By Jemma Wolfe

As a follow-up to last week's post by Sophie Wolfe--a young woman who suffered for six years through an eating disorder--we feature her sister, Jemma Wolfe.  Jemma candidly shares the raw and real emotions of what it took to get her sister back.


When I started college as a freshman, living 3,000 miles away from my hometown seemed exciting, new, and maybe even a bit adventurous. Little did I know that the new friendships I formed during those first few months of school would be my pillar and my strength when I found out at Thanksgiving that my 16-year-old sister was, and had been, suffering deeply from depression, anorexia, and bulimia.

My baby sister, my best friend, my confidant, was fighting a fight that I didn’t know how to fight for her, and it left me lost and extremely homesick.

I learned so much from my sister’s strength. From Day 1, she asked for help. She went straight to my parents and sought help from healthcare providers, and ultimately started her long, bumpy road to recovery on her own terms. We all knew it would be a process, a journey, and that relapses would be likely.

While the eating disorder took over my sister’s bubbly personality and caused her to withdraw, I decided to find ways to become closer to my sister, even though she couldn’t be her normal self. So I attended my first yoga class, and vowed to continue my yoga practice until one day, I could join my sister in an activity and practice she loves so dearly. An experience we could share together again.

As she continued to fight her fight, the disease clouded our relationship, but we could still do yoga together. Even if we couldn’t talk about boys, or eating, or partying, the way normal young women might, we could join each other on our mats through our yoga practice.

Fast-forward a long six years full of extreme highs and extreme lows, and today I could not be more proud to see my sister fully recovered, happy, confident, realizing how beautiful she has been all along.
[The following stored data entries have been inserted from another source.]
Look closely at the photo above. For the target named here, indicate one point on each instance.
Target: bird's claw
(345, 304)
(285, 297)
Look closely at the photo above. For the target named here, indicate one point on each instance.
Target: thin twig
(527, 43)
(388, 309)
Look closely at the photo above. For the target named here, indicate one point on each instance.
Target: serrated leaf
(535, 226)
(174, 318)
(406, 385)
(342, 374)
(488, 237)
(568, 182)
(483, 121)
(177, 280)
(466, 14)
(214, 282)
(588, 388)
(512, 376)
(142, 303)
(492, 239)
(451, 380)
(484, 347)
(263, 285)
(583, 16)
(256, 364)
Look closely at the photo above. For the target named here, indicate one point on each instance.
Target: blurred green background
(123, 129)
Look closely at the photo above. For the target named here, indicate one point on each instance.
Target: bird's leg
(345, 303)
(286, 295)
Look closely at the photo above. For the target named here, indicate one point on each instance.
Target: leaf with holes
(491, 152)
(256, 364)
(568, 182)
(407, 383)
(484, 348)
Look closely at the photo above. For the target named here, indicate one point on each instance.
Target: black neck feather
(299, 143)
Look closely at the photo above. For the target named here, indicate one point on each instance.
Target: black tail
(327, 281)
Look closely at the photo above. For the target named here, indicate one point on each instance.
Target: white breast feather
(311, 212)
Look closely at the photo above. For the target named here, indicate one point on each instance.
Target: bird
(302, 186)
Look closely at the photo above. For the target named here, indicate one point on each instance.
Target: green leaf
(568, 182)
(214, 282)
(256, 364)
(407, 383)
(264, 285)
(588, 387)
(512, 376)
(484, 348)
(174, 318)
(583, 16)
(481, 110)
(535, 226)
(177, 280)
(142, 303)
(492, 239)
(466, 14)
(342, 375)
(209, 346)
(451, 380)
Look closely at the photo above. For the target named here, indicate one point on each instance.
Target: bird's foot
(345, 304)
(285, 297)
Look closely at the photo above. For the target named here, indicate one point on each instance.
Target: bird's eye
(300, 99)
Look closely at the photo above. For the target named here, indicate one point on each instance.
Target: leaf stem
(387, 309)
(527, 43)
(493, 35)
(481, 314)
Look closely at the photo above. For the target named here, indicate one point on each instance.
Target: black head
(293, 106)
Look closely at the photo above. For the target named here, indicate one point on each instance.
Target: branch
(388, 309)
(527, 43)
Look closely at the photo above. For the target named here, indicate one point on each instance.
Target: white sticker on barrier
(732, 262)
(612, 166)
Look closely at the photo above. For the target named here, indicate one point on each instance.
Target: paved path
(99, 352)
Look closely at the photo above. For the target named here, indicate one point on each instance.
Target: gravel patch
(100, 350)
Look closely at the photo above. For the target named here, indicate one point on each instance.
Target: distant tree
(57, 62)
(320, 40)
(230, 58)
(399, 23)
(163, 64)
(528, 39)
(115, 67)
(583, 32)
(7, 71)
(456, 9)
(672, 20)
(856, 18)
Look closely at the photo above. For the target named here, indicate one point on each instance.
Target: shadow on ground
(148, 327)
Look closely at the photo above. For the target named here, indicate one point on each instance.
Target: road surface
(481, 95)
This summer she completed her 200-hour teacher training, and she is now my favorite yoga instructor.

Earlier this month, we participated in Dare To Bare along with hundreds of women of all shapes and sizes, cycling in the middle of Union Square NYC wearing our sports bras and celebrating positive body image and self acceptance for young women everywhere. When the music started and I looked over at my gorgeous sister on the bike next to me, I saw the tears in her eyes. Every minute, every day, every month, and every year that the eating disorder took from us and from our friendship, we got them all back that day.

S - I love you and I am so proud of you.